I found the texts about understanding Christ through his wounds to be quite difficult to wrap my mind around. Until I read the texts by Julian of Norwich, I thought I might not fully be able to grasp this bodily entrance to mystical understanding.
However, as I read of her fall to illness and how it seems she wanted to use this illness as a way to really understand how Christ felt, I began to see that it’s a kind of full bodied empathy of a particular Person, an aspect of christendom that does seem to make it stand out somewhat from many other religions who might tend towards more philosophical aims, and yet in modern times has been downplayed quite a bit, at least in the christianities i’ve had experience with.
This level of bodily empathy goes beyond the kinds of ascetism found in a number of religions, whereby fasting and other forms of denial or learnt acceptance of suffering in order to surpass it isn’t uncommon. Instead, it is attempts to experience the pain of Christ in a bodily way for one’s self.
“Then it suddenly occurred to me that I should entreat our Lord
graciously to give me the second wound], so that my whole body should be filled with remembrance and feeling of his blessed passion; for I wanted his pains to be my pains, with compassion, and then longing for God.” (McGinn, 2006, p. 240)
She provided for me the connection I couldn’t see; whole physical bodily empathy as a potential pathway to experiencing a mystical union with Christ; empathy as a demonstration of love of Christ and by empathizing with Christ, understanding better the love it took to sacrifice one’s entire self for humanity from a source of love.
From this, she progresses more and more until she ends up into an area I am more familiar with: a vision.
“In this vision he also showed a little thing, the size of a hazel-nut in the palm of my hand, and it was as round as a ball. I looked at it with my mind’s eye and thought, “What can this be?” And the answer came to me, “It is all that is made.”
I wondered how it could last, for it was so small I thought it might suddenly disappear. And the answer in my mind was, “It lasts and will last for ever because God loves it; and everything exists in the same way by the love of God.”” (McGinn, 2006, p. 240)
Here, love wraps around all even more than her palm wraps around the hazel-nut-of-everything. So for her, bodily pain with empathy of Christ’s wounds re-oriented her in such a way that she could be granted understanding both visceral and theological – and even towards visions that are supremely clear and accessible.
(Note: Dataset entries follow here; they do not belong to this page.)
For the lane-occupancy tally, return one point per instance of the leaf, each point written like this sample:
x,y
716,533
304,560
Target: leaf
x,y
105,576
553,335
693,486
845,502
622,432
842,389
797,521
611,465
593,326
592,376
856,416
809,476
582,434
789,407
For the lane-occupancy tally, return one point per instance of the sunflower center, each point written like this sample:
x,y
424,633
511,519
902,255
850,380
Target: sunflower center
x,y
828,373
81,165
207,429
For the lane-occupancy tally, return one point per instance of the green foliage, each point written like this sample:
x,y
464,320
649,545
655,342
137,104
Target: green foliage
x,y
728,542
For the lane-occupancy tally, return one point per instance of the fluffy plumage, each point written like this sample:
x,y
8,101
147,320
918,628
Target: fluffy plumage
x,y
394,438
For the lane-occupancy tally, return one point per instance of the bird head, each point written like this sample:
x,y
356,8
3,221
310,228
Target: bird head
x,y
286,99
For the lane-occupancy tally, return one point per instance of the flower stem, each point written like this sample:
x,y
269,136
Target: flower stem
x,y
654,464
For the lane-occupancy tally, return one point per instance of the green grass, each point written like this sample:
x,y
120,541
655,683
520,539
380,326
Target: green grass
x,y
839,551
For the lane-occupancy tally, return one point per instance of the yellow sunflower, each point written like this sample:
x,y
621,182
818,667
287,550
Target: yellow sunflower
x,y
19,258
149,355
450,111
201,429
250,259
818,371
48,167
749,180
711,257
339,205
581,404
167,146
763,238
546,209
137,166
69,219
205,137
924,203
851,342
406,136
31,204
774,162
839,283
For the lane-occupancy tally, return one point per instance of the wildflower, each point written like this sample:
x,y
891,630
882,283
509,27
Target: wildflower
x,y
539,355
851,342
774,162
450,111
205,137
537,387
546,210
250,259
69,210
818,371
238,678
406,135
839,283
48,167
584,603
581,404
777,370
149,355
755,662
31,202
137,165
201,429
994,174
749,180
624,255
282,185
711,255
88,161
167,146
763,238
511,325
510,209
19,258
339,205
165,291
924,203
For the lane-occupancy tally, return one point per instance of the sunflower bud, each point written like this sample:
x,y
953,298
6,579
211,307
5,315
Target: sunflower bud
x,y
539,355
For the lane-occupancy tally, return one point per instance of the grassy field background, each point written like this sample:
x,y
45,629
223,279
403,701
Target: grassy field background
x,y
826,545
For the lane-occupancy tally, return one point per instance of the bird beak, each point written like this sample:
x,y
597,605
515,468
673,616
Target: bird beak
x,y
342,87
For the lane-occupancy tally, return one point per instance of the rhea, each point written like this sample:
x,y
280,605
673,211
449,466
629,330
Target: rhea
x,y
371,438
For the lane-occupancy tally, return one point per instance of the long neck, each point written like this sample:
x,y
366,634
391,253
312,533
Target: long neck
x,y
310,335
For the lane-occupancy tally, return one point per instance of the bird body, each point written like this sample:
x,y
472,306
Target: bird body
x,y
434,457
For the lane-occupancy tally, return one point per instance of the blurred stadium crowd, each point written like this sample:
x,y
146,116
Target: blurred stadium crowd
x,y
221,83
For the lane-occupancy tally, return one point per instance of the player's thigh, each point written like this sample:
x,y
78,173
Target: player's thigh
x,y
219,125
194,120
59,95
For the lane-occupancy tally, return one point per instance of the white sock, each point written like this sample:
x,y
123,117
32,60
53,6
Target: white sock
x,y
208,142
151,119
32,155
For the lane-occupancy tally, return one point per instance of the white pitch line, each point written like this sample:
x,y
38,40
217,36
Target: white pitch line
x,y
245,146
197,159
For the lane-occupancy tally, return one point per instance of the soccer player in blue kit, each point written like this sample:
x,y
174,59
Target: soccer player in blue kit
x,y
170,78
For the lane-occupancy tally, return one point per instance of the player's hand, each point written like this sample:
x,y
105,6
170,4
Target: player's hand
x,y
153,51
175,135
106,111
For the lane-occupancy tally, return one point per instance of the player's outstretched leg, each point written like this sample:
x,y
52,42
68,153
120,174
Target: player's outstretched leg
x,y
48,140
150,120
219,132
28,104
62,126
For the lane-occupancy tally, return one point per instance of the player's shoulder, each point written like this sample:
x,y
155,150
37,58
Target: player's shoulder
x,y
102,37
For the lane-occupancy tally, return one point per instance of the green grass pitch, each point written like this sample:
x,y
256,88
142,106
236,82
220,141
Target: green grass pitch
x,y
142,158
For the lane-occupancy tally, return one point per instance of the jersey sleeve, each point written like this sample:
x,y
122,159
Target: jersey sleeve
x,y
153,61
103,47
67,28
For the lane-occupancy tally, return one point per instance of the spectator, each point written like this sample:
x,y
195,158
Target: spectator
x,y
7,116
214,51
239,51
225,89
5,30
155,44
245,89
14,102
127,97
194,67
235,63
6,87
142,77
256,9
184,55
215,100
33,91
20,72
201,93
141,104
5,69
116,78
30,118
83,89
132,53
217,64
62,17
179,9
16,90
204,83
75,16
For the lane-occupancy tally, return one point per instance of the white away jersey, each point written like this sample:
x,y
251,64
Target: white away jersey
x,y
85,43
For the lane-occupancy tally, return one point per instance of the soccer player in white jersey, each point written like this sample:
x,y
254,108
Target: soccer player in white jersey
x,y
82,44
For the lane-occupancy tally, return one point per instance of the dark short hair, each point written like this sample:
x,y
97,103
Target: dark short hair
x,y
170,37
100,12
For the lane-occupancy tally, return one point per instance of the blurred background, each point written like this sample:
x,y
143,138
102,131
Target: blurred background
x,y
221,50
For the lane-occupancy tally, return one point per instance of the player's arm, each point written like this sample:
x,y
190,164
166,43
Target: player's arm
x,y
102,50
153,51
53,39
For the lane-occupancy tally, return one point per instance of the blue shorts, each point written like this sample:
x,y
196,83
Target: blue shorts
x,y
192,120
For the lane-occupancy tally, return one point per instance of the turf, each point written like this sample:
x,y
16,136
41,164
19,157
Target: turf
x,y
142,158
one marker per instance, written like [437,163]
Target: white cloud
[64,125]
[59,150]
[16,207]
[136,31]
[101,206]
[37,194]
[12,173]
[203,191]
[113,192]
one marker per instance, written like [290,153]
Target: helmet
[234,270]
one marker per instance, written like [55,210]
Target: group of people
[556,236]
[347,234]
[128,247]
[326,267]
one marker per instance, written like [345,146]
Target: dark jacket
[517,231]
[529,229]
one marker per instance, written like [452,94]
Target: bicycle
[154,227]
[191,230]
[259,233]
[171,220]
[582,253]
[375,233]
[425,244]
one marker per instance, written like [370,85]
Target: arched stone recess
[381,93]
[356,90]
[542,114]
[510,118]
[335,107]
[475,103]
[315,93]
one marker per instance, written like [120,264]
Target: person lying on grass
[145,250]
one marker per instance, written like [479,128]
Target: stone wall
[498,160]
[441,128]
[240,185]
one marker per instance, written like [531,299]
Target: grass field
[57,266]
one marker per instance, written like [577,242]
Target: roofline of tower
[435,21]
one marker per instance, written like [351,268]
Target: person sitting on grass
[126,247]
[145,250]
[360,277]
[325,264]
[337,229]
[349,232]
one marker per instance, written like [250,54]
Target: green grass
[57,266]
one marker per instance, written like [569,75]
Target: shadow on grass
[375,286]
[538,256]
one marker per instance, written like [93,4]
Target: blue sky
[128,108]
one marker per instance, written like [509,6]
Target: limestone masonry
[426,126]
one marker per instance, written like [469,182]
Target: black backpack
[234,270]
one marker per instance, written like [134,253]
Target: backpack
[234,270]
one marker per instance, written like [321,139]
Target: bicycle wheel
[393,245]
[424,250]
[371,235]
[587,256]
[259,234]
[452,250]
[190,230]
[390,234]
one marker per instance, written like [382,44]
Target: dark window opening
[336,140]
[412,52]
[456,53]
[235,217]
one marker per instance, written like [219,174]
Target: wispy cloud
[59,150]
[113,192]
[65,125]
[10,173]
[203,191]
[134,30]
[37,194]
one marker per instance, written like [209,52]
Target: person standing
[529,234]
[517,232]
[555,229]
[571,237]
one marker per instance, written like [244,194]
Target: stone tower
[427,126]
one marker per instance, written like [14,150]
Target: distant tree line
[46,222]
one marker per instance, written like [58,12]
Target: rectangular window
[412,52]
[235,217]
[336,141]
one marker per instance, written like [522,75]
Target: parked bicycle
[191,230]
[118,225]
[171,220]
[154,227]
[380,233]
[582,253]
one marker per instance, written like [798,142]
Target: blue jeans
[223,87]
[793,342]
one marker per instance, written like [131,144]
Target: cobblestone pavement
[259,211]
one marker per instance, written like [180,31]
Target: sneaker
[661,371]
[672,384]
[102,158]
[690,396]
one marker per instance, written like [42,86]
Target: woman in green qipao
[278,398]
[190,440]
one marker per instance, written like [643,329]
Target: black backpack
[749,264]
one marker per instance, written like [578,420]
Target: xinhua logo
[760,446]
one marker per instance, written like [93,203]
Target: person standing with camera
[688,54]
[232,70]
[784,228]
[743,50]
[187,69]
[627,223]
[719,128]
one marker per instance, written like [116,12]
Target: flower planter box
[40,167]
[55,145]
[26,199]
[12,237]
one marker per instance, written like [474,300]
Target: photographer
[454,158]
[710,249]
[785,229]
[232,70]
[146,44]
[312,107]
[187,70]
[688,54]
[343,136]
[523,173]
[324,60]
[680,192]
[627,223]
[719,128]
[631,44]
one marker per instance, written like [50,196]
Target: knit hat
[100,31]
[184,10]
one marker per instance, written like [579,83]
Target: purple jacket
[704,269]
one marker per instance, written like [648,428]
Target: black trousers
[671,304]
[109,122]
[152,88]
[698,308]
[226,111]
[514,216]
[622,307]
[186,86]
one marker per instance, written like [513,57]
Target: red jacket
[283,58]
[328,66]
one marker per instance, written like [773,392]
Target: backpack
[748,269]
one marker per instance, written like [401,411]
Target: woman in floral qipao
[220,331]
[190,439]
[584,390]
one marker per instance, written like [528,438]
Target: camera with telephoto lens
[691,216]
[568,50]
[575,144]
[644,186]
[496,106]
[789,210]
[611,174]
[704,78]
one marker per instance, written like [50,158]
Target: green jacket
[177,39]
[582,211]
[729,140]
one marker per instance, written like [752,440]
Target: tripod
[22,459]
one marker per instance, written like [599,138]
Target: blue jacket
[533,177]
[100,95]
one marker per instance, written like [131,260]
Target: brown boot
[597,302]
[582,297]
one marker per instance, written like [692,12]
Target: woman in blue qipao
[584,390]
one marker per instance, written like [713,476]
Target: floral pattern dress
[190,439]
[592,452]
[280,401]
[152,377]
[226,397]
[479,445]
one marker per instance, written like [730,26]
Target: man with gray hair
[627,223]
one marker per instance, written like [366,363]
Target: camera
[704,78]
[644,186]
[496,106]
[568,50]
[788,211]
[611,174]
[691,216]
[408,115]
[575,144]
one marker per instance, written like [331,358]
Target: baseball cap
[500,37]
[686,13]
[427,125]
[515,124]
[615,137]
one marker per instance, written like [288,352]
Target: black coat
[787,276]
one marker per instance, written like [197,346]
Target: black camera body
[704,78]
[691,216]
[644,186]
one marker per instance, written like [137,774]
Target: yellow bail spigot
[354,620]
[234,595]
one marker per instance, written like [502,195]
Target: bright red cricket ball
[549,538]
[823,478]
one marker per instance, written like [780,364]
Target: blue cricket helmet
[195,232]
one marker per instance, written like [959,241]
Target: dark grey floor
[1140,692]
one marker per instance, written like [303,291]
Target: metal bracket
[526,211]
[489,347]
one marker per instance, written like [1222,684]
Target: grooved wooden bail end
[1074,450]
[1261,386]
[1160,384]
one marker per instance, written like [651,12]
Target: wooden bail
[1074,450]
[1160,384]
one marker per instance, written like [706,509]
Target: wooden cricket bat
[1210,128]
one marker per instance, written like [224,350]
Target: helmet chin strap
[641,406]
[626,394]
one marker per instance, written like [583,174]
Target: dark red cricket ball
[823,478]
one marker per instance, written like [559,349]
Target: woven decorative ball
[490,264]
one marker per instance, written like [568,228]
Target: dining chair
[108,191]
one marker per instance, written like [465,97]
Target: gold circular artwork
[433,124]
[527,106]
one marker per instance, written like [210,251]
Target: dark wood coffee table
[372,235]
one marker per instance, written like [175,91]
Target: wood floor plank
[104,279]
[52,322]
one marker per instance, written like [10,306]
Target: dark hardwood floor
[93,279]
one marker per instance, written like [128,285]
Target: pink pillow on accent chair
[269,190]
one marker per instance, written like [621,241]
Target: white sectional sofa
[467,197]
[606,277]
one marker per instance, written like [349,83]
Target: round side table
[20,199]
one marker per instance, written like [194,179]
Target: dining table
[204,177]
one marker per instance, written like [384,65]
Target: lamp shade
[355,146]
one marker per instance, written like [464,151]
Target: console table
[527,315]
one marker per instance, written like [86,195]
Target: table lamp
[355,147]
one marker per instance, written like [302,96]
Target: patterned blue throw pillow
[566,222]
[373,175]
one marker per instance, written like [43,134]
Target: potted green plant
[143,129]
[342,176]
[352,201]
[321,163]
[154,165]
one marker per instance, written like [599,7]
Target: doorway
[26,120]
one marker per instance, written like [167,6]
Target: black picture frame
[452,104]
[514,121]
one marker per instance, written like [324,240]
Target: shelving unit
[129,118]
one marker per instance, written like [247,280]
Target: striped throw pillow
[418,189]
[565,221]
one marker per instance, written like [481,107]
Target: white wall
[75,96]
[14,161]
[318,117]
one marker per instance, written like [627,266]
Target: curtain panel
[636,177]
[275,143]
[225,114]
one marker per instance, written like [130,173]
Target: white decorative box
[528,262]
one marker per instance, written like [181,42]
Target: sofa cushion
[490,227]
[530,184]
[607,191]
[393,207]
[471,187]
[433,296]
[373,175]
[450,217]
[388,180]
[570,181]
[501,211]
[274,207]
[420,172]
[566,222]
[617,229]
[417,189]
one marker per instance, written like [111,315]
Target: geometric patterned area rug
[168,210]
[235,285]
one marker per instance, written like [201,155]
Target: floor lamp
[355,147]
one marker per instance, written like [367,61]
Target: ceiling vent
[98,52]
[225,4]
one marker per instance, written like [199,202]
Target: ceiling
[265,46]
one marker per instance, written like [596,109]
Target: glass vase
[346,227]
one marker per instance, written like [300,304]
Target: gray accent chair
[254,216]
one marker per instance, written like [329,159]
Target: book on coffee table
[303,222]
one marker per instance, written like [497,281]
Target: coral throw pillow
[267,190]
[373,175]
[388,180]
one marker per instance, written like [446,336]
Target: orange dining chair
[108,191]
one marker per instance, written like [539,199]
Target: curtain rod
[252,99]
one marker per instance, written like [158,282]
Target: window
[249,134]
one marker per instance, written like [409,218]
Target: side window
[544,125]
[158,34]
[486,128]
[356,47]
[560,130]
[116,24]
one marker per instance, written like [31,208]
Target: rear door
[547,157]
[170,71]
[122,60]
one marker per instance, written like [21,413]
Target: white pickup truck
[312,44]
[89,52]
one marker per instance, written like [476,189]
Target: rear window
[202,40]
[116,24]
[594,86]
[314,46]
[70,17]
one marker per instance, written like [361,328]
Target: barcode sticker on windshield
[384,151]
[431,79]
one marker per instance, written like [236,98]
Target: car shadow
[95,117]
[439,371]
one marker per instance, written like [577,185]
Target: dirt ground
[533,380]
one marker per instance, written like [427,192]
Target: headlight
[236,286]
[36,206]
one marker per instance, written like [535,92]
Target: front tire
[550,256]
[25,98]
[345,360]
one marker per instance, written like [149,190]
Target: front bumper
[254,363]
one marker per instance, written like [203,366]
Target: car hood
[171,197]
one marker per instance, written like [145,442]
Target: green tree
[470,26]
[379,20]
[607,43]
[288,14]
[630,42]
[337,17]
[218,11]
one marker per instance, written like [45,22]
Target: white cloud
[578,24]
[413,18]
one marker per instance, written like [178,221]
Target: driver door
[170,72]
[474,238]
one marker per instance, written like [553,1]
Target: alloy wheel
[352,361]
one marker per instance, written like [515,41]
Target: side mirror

(A side note on accessibility: I have little doubt that The Aleph, a favorite fictional object of my childhood Spanish IV class through which everything can be seen simultaneously must have undoubtedly been inspired by Julian of Norwich’s hazel-nut-like nugget of everything from 500 years prior to Borges)
With a bodily-to-cerebral connection established for me, now I see better how Christ’s wounds demonstrate the “God-made Flesh”. (“The Word became flesh and made his dwelling among us” (John 1:14 NIV)) and provides a pathway, through pain and blood, towards theosis where even one’s own very flesh itself can transform to be “like God”, a union that connects God’s energies to even our most animal parts of self for transformation.
McGinn, B. (2006). The essential writings of Christian mysticism. Modern Library.